We're a small country. We've always had to punch above our weight in any military conflict we're involved in. The most expensive, hard to replace, and hard to maintain element of any weapon system isn't the weapon, it's the human operator. So for our purposes, giving that human operator the best equipment possible has always been the better choice.

In air combat the better platform wins. Dogfighting is a thing of the past. You're not beating highly superior aircraft with guts and barrel rolls. We know this, because we've tested it. We've studied it. There's real hard science that goes into this stuff. If we have an aircraft that's broadly on par with everything the Russians have, that's a speed bump. They'll bury our air force in numbers and not even notice. If we have an aircraft that's vastly superior to everything the Russians have, that's a real threat. They might still have the upper hand, for sure, but if our pilots are shooting theirs down at a ten, twenty or fifty to one rate (all realistic numbers for the kind of hypothetical match ups we're talking about here) that suddenly becomes a very, very expensive war to contemplate getting yourself into.

[–] CanadaPlus@futurology.today 4 points 1 day ago* (last edited 1 day ago)

Nope, you're probably thinking of the F-22. The F-35 got it back down to reasonable hanger time and care, at the cost of a long, multi-trillion dollar development period.

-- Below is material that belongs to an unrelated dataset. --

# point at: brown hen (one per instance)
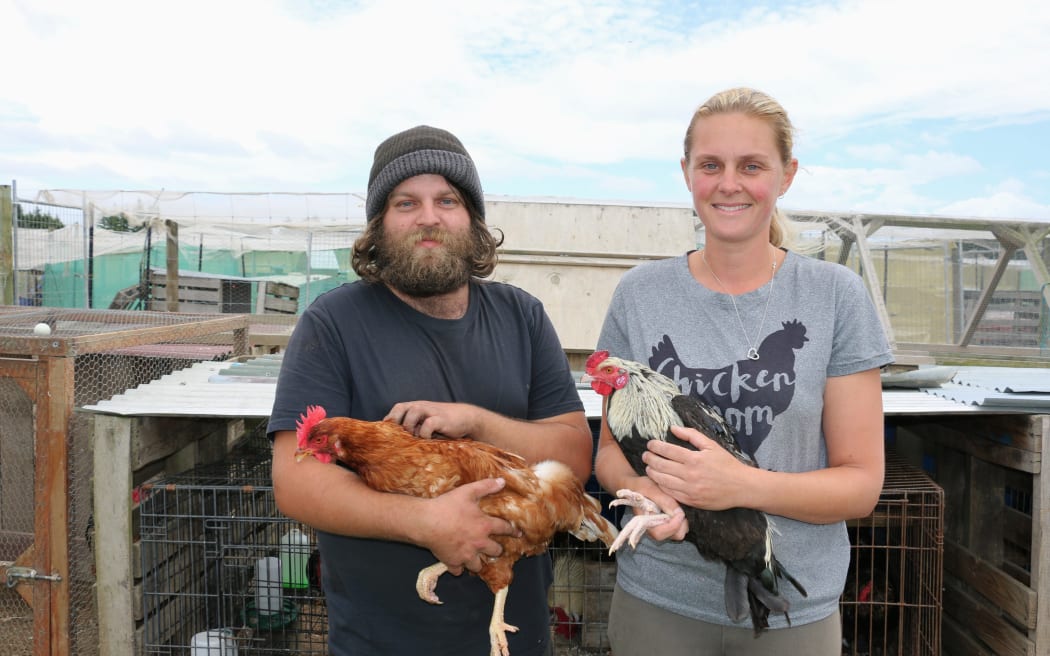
(540, 501)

Per the other commenter the Gripen is a bit cheaper yet, but that's because it's built like a car from the 70's or something. All off-the-shelf parts combined in obvious ways with lots of allowances. The cost of that is it shows up to radar like a 70's car. It's basically just a very different aircraft for doing different things.

[–] Reannlegge@lemmy.ca 1 points 2 days ago

I understand the whole Norad interoperability, but I truly agree with your thought.

[–] Smaile@lemmy.ca -2 points 2 days ago

Justin was neither competent nor as straight laced as he seemed, quite a few times his admin was caught doing really shady shit, stealing gov money, mispending budgets, giving friends contracts for nothing. so im not going pretend this decision was made with any real thinking in mind.